Pour l’instant, l'ONS n'a pas annoncé de taux de chômage qui grimpe en flèche. Mais, les plans de suppressions de postes se multiplient : la Royal Mail ; la compagnie aérienne Easyjet ; plus de 6000 suppressions de postes ont déjà été annoncées en juin dans l'automobile. Au total, un emploi sur six pourrait disparaitre dans le secteur selon la SMMT, l'association de l'industrie automobile britannique. Les professionnels demandent plusieurs mesures comme l'accès à des financements d'urgence, une flexibilité dans le travail et des allégements fiscaux.

Et cette la saignée pourrait n’en être qu’à son début. Richard Lim, directeur général du cabinet de recherche Retail Economics, estime que dans la distribution, beaucoup d’entreprises pourraient commencer à licencier lorsque les mesures de chômage partiel commenceront à être supprimées fin août.

Du « New deal » au risque de « No deal »

À cela s’ajoute l’incertitude sur la suite des relations avec l’Union européenne. Londres et Bruxelles ont jusqu’à la fin de l’année pour se mettre d’accord, faute de quoi au 1er janvier 2021 se sont les règles de l’OMC qui s’appliqueront avec leurs lots de droits de douanes élevés et de contrôles poussés.

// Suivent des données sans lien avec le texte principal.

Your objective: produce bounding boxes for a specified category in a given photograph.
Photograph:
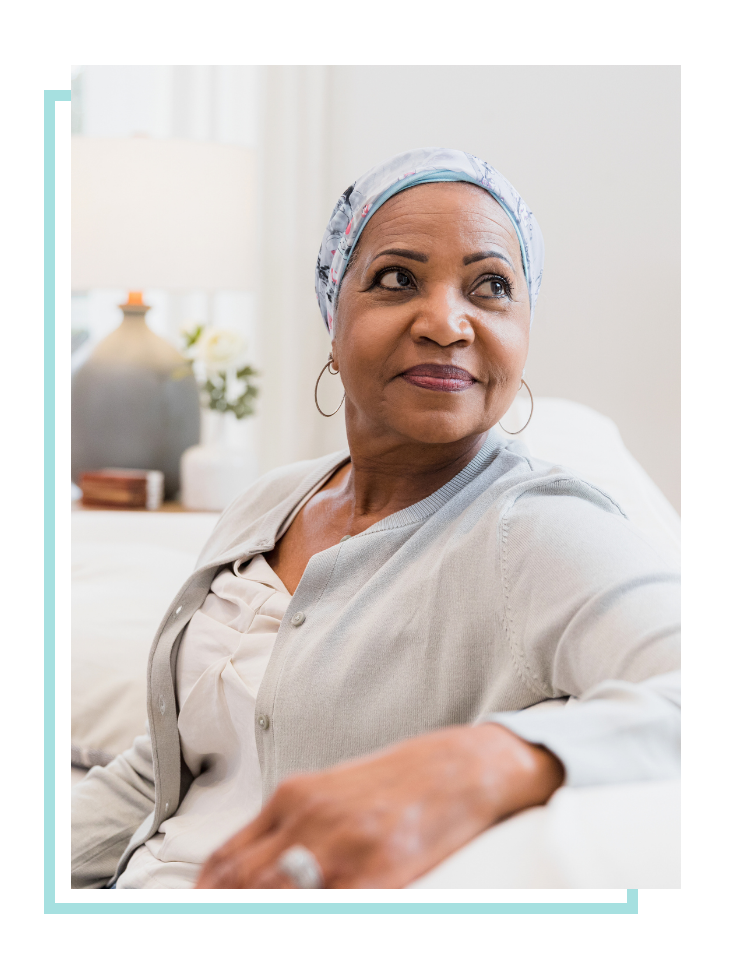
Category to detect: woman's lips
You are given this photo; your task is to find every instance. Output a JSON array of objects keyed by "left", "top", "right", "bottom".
[{"left": 400, "top": 363, "right": 476, "bottom": 392}]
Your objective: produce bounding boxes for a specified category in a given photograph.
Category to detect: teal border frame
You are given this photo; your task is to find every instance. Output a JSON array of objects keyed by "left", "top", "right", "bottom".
[{"left": 44, "top": 89, "right": 639, "bottom": 916}]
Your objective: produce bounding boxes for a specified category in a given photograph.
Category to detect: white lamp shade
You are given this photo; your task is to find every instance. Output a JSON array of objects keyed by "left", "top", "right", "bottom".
[{"left": 71, "top": 136, "right": 256, "bottom": 291}]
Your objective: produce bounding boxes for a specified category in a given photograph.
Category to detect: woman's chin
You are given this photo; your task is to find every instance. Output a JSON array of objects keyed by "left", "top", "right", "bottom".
[{"left": 392, "top": 411, "right": 487, "bottom": 444}]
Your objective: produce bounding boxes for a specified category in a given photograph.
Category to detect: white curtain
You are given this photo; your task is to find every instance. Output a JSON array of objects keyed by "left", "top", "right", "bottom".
[{"left": 259, "top": 65, "right": 345, "bottom": 470}]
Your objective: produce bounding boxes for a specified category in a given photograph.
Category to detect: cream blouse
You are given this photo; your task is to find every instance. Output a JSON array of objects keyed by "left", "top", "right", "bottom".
[{"left": 117, "top": 554, "right": 291, "bottom": 889}]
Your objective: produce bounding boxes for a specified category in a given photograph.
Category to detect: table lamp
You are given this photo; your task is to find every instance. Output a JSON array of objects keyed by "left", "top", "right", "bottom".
[{"left": 71, "top": 136, "right": 255, "bottom": 498}]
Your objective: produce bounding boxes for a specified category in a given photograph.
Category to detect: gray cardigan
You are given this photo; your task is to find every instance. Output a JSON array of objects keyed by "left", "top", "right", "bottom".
[{"left": 72, "top": 432, "right": 680, "bottom": 888}]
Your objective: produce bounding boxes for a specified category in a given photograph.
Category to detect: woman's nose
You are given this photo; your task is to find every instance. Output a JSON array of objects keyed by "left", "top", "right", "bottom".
[{"left": 411, "top": 286, "right": 475, "bottom": 346}]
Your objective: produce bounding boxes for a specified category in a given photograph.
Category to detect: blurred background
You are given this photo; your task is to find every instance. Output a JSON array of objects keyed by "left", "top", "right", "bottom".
[{"left": 71, "top": 65, "right": 680, "bottom": 511}]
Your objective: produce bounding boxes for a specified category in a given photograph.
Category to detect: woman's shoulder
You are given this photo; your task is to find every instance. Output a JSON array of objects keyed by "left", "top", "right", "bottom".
[
  {"left": 488, "top": 445, "right": 678, "bottom": 570},
  {"left": 197, "top": 451, "right": 348, "bottom": 566},
  {"left": 487, "top": 441, "right": 626, "bottom": 518}
]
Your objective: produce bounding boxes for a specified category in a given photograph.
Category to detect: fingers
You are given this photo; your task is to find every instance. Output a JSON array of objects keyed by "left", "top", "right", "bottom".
[{"left": 196, "top": 831, "right": 295, "bottom": 889}]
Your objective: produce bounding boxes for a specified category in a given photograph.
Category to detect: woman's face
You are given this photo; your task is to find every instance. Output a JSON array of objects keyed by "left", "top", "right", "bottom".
[{"left": 333, "top": 183, "right": 530, "bottom": 444}]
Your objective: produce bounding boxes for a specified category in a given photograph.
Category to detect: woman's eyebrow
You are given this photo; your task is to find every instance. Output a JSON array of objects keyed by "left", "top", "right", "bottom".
[
  {"left": 371, "top": 248, "right": 430, "bottom": 263},
  {"left": 463, "top": 251, "right": 514, "bottom": 271}
]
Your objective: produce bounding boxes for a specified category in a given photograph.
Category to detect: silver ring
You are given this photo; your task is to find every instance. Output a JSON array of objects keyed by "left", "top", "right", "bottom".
[{"left": 277, "top": 845, "right": 325, "bottom": 889}]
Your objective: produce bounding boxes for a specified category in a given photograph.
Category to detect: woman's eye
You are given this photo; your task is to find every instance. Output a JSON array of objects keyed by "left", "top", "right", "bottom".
[
  {"left": 379, "top": 271, "right": 412, "bottom": 288},
  {"left": 473, "top": 278, "right": 507, "bottom": 299}
]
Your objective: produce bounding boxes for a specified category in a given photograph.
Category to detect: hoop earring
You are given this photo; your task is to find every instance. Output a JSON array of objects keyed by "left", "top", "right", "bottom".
[
  {"left": 499, "top": 380, "right": 535, "bottom": 437},
  {"left": 315, "top": 353, "right": 345, "bottom": 417}
]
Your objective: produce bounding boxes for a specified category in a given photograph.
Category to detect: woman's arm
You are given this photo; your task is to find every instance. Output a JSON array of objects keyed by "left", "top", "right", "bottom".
[
  {"left": 71, "top": 735, "right": 154, "bottom": 889},
  {"left": 197, "top": 723, "right": 563, "bottom": 889}
]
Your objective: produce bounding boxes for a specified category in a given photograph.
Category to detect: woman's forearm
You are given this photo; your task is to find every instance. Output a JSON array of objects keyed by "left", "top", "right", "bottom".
[{"left": 198, "top": 723, "right": 563, "bottom": 889}]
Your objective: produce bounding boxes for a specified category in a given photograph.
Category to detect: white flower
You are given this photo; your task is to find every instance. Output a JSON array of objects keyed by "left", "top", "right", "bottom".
[{"left": 187, "top": 329, "right": 247, "bottom": 374}]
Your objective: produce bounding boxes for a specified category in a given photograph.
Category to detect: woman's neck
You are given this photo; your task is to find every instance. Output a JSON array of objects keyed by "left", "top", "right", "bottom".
[{"left": 338, "top": 431, "right": 488, "bottom": 521}]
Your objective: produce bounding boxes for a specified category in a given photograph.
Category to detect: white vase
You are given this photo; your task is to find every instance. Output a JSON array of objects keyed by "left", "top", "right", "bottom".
[{"left": 181, "top": 410, "right": 259, "bottom": 512}]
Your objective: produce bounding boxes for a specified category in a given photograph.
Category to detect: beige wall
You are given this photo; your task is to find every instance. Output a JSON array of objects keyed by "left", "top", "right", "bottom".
[{"left": 316, "top": 65, "right": 680, "bottom": 508}]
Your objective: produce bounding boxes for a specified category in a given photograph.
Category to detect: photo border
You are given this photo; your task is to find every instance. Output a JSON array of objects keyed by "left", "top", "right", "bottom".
[{"left": 44, "top": 89, "right": 639, "bottom": 915}]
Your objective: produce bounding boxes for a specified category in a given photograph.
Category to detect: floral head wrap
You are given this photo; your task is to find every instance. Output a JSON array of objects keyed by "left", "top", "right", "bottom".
[{"left": 315, "top": 147, "right": 544, "bottom": 334}]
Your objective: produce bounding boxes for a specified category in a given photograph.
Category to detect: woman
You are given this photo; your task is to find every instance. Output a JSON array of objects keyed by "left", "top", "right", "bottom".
[{"left": 72, "top": 149, "right": 679, "bottom": 888}]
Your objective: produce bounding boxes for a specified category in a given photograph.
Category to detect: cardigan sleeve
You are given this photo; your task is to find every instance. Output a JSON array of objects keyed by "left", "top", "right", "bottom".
[
  {"left": 482, "top": 480, "right": 680, "bottom": 786},
  {"left": 71, "top": 735, "right": 154, "bottom": 889}
]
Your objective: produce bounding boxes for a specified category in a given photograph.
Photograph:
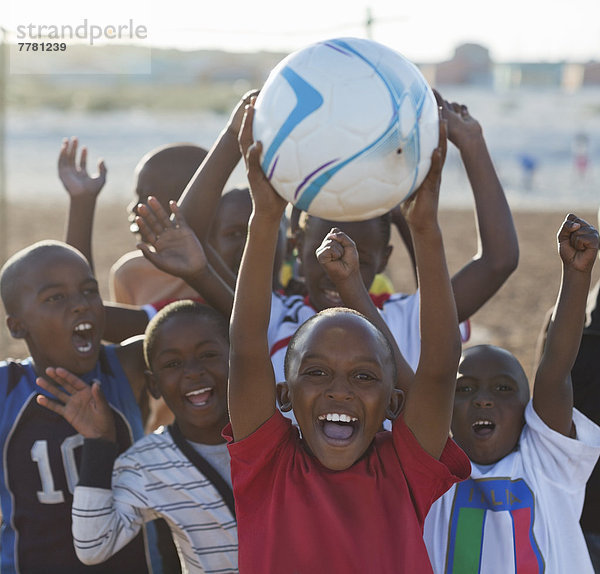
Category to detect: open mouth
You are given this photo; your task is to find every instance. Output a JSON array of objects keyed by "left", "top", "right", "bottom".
[
  {"left": 72, "top": 323, "right": 94, "bottom": 354},
  {"left": 471, "top": 419, "right": 496, "bottom": 437},
  {"left": 185, "top": 387, "right": 213, "bottom": 407},
  {"left": 319, "top": 413, "right": 358, "bottom": 441}
]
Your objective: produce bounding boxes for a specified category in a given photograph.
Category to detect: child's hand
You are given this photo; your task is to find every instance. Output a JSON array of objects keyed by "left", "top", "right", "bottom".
[
  {"left": 239, "top": 97, "right": 287, "bottom": 221},
  {"left": 58, "top": 138, "right": 106, "bottom": 198},
  {"left": 433, "top": 90, "right": 483, "bottom": 150},
  {"left": 402, "top": 118, "right": 447, "bottom": 232},
  {"left": 315, "top": 227, "right": 360, "bottom": 285},
  {"left": 227, "top": 90, "right": 259, "bottom": 138},
  {"left": 557, "top": 213, "right": 599, "bottom": 273},
  {"left": 136, "top": 196, "right": 208, "bottom": 278},
  {"left": 36, "top": 367, "right": 117, "bottom": 442}
]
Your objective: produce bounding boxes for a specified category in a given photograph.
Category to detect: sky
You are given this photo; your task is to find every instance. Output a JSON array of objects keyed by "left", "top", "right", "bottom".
[{"left": 0, "top": 0, "right": 600, "bottom": 62}]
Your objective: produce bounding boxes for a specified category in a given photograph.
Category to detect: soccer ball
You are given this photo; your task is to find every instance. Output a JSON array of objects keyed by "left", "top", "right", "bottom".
[{"left": 253, "top": 38, "right": 439, "bottom": 221}]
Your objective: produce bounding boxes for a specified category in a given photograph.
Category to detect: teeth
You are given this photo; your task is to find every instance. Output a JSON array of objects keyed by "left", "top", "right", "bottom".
[
  {"left": 185, "top": 387, "right": 212, "bottom": 397},
  {"left": 319, "top": 413, "right": 358, "bottom": 423}
]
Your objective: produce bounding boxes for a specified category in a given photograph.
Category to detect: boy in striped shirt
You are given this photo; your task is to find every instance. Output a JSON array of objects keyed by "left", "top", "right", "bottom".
[{"left": 38, "top": 300, "right": 238, "bottom": 573}]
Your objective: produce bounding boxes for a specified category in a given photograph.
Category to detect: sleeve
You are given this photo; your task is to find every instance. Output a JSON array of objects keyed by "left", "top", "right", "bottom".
[
  {"left": 71, "top": 440, "right": 157, "bottom": 565},
  {"left": 519, "top": 400, "right": 600, "bottom": 493}
]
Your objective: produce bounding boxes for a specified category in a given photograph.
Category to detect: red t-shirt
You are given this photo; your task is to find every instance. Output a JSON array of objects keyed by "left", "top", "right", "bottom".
[{"left": 223, "top": 411, "right": 471, "bottom": 574}]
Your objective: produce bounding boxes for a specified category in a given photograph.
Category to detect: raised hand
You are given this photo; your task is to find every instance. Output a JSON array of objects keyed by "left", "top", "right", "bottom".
[
  {"left": 239, "top": 97, "right": 287, "bottom": 220},
  {"left": 315, "top": 227, "right": 360, "bottom": 285},
  {"left": 227, "top": 90, "right": 259, "bottom": 138},
  {"left": 557, "top": 213, "right": 599, "bottom": 273},
  {"left": 36, "top": 367, "right": 117, "bottom": 442},
  {"left": 58, "top": 137, "right": 106, "bottom": 199},
  {"left": 402, "top": 118, "right": 447, "bottom": 232},
  {"left": 433, "top": 90, "right": 483, "bottom": 150},
  {"left": 136, "top": 196, "right": 208, "bottom": 279}
]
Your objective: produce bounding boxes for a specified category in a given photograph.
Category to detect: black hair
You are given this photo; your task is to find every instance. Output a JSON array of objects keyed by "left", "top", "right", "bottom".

Les deux parties ont initiés, ce lundi 29 juin, un marathon de cinq semaines de négociations. Boris Johnson souhaite être fixé d’ici fin juillet sur la possibilité d'un compromis. Mais, les discussions ont peu avancé pendant la crise sanitaire et les Européens sont davantage concentrés sur leur plan de relance de l’économie. Michel Barnier, le négociateur européen pour le Brexit, fixe plutôt le moment de vérité au mois d’octobre.

Un Brexit sans accord serait un coup dur pour certains secteurs britanniques comme l’automobile qui exporte beaucoup. La SMMT assure qu’après le Covid, le secteur n’a ni les capacités ni le temps de se préparer à un nouveau choc.